A successful cyber sprint, with a questionable finish line

The federal CIO says agencies have beefed up security during his 30-day push -- but the sprint is just the beginning.

Tony Scott

U.S. CIO Tony Scott said the government made significant progress on improving cybersecurity in the past 30 days.

The federal government's 30-day cybersecurity sprint will wind down this weekend, but the work is far from over.

The sprint will formally end on July 12, U.S. CIO Tony Scott said, and information on how well the government has assessed and improved its cybersecurity posture will come out slowly in the following weeks.

The initial news seems good, Scott added.

As FCW reported June 12, the sprint memo called for agency CIOs to:

  • Scan for "indicators of compromise" listed in the U.S. Computer Emergency Readiness Team's Analysis Report and inform the Department of Homeland Security immediately if the scans turn up any evidence of malicious cyber activity.
  • Patch critical vulnerabilities.
  • Tighten policy and practices for privileged users by minimizing their number and limiting the functions under privileged accounts, the time they can be logged in and the privileged functions that can be performed via remote access.
  • Accelerate implementation of multifactor authentication, with a priority on privileged users.
  • Identify and catalog high-value data, systems, equipment, infrastructure and applications, and make a risk-based assessment of current cybersecurity and physical security protections for those items.

"As we're nearing the end of the 30-day sprint, I have positive results to report," Scott told reporters on July 9. He said agencies have "dramatically increased" two-factor authentication for privileged users and claimed that "a number of agencies have hit 100 percent."

Governmentwide, two-factor authentication increased 20 percent during the sprint, Scott said.

Ralph Kahn, vice president of federal at security firm Tanium, told FCW that the "urgent but fairly broad" language of the sprint memo, which called for improvements but did not set any quotas, was a good approach.

"You risk setting up agencies to fail" if you list specific demands, he said, adding that the open language hopefully prompted fuller participation from agencies in desperate need of an honest look at their cybersecurity situations.
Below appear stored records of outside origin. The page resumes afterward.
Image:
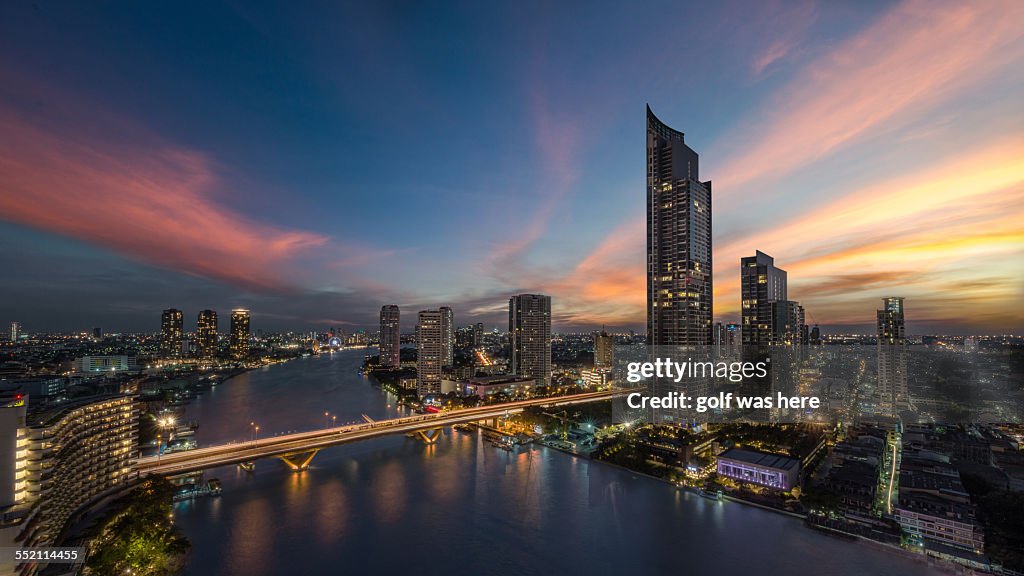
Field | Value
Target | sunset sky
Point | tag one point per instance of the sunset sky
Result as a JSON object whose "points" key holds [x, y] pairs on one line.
{"points": [[313, 164]]}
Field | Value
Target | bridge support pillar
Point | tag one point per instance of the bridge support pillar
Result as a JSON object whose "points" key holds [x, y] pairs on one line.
{"points": [[428, 437], [298, 461]]}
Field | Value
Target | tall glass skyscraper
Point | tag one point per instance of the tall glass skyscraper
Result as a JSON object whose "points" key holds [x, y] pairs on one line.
{"points": [[390, 336], [679, 248], [171, 327]]}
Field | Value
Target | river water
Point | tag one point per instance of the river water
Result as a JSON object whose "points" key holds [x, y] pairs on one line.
{"points": [[395, 505]]}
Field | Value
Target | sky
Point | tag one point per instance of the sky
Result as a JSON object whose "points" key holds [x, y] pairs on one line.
{"points": [[314, 162]]}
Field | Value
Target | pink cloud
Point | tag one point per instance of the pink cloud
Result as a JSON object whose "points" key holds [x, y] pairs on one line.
{"points": [[136, 196]]}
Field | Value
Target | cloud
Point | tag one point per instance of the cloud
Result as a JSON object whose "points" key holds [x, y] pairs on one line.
{"points": [[129, 192], [915, 55]]}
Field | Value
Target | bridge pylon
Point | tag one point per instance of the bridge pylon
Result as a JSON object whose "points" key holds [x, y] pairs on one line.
{"points": [[298, 461]]}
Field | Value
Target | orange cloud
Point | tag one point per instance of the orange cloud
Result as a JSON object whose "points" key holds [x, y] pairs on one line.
{"points": [[915, 55], [140, 198]]}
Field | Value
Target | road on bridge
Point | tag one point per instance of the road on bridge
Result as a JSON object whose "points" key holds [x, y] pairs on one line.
{"points": [[225, 454]]}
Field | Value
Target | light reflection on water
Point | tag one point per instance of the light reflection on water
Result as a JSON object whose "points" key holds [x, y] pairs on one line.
{"points": [[394, 505]]}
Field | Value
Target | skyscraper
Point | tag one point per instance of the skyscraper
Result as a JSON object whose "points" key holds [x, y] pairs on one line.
{"points": [[529, 336], [390, 337], [892, 357], [679, 241], [206, 334], [448, 336], [604, 345], [429, 352], [171, 328], [240, 334], [760, 285]]}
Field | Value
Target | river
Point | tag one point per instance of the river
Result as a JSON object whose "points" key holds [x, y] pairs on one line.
{"points": [[394, 505]]}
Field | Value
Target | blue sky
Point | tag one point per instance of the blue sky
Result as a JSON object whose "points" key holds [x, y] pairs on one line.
{"points": [[316, 162]]}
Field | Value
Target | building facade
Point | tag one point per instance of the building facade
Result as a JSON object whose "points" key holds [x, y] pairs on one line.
{"points": [[679, 241], [893, 394], [761, 283], [770, 470], [529, 337], [241, 332], [390, 337], [429, 353], [206, 334], [171, 331]]}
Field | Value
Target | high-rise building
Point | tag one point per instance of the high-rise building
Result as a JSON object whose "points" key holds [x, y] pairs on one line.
{"points": [[604, 346], [64, 458], [171, 328], [240, 334], [429, 352], [893, 395], [679, 241], [206, 334], [448, 336], [478, 335], [529, 336], [760, 285], [390, 337]]}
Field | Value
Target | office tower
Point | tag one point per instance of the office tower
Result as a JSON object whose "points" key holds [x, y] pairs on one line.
{"points": [[679, 241], [478, 335], [429, 352], [892, 357], [448, 336], [760, 285], [786, 323], [171, 328], [240, 334], [390, 338], [206, 334], [604, 345], [529, 336]]}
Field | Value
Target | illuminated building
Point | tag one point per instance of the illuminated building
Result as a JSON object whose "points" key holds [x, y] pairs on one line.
{"points": [[171, 329], [206, 334], [892, 357], [770, 470], [529, 337], [429, 350], [448, 336], [390, 337], [679, 241], [240, 334], [604, 350], [66, 457]]}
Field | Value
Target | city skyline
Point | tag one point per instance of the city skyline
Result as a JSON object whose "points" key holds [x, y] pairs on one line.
{"points": [[122, 195]]}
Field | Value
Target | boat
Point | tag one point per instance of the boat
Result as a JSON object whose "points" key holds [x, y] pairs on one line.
{"points": [[711, 495]]}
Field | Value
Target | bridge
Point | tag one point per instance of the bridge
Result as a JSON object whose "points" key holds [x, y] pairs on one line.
{"points": [[297, 450]]}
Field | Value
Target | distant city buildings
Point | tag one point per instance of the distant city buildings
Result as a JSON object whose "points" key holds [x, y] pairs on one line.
{"points": [[892, 391], [679, 241], [430, 352], [604, 350], [390, 336], [171, 331], [206, 334], [240, 335], [529, 337], [448, 335]]}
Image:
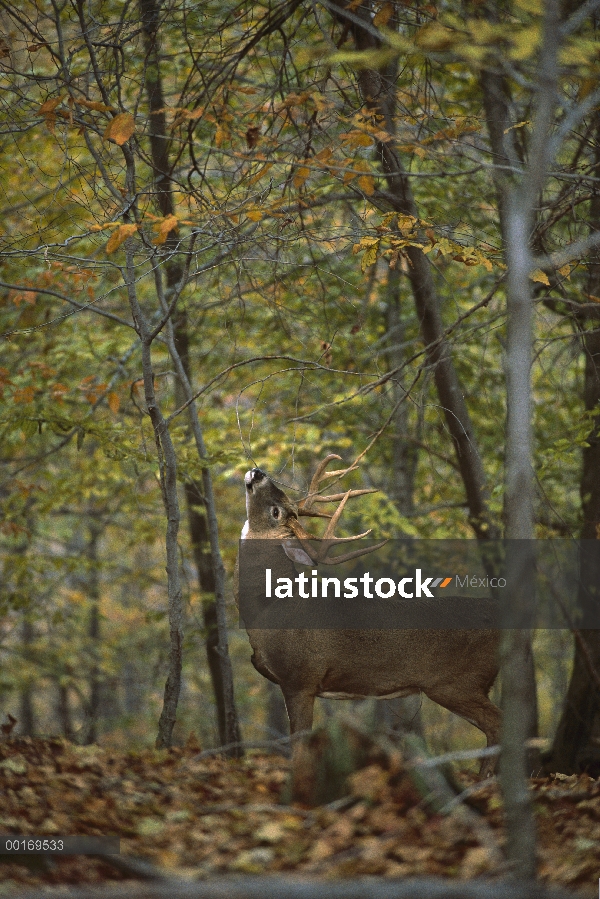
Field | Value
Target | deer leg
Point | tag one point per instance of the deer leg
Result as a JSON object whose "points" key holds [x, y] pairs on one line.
{"points": [[477, 710], [300, 707]]}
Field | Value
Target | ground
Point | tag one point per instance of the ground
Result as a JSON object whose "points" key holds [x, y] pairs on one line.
{"points": [[196, 816]]}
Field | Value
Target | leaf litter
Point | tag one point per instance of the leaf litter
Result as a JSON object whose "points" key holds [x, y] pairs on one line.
{"points": [[204, 817]]}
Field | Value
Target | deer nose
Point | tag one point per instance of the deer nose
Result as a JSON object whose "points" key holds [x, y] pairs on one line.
{"points": [[253, 477]]}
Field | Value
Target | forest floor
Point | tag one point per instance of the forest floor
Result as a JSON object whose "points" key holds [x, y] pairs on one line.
{"points": [[206, 817]]}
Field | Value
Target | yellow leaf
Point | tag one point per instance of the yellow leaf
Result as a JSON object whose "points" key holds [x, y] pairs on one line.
{"points": [[518, 125], [357, 139], [539, 275], [565, 271], [367, 184], [94, 104], [435, 36], [164, 228], [120, 128], [119, 236], [384, 15], [300, 176], [369, 257], [221, 134], [49, 105], [525, 42]]}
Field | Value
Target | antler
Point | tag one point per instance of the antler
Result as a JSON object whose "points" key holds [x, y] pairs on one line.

From Kahn's perspective, the patch issue is one of the most crucial problems to emerge from the sprint. "In many cases, agencies just don't know" where they stand with software patches, he said, noting that many of them rely on legacy systems for which regular patches aren't available or on "incomplete tools" that might report issues have been patched when they haven't.

It will be an ongoing battle, he said. "That whole patching thing is a lot more complicated than a 30-day sprint would indicate," Kahn said.

Chris Edwards, chief technology officer at identity management firm Intercede, praised the sprint for pushing two-factor authentication.

"It is certainly needed as the first line of defense and does significantly raise the bar for hackers to clear," he told FCW. "It should also be one of the simplest first steps to take. Even if you can only enforce smart card systems logon for 95 percent of the workforce, that still greatly reduces the number of people who actually have a password that can be phished, intercepted or guessed."

However, agencies leave "username/password 'back doors' to support certain legacy systems," Edwards said, which undercuts two-factor authentication.

"Additionally, relying on incoming perimeter defenses alone does little to reduce the impact of Trojans and other [advanced persistent threat] software if that is able to acquire systems-level permissions and leak data over a long period of time," he added.

Still, multifactor authentication "serves as the linchpin to all other [cybersecurity] techniques," he said.

The Interior Department was one of the 18 major agencies that did not require privileged users to use personal identity verification (PIV) cards as of the last governmentwide Federal Information Security Management Act report, but it mandated smart card access early this month.

Next steps?

"Encrypting sensitive email content would further protect data in transit," Edwards said. "This can be done with PIV cards and now using enhanced derived credentials on mobile devices."

Edwards and Kahn both advocated a continued push for continuous monitoring rather than periodic reviews of agencies' security.

And although Scott said the sprint has "greatly enhanced the cybersecurity profile of the U.S. government as a whole," many experts have cautioned that cybersecurity is a long-haul proposition and not easily remedied by quick bursts of activity.

"Cybersecurity…is not a sprint, it's a marathon," said Gregory Wilshusen, director of information security issues at the Government Accountability Office, during a congressional hearing on July 8. "It needs to be going on a continuous basis."

"[I] agree," Scott tweeted on July 10. "[The] 30-day sprint [is] not the totality of cybersecurity."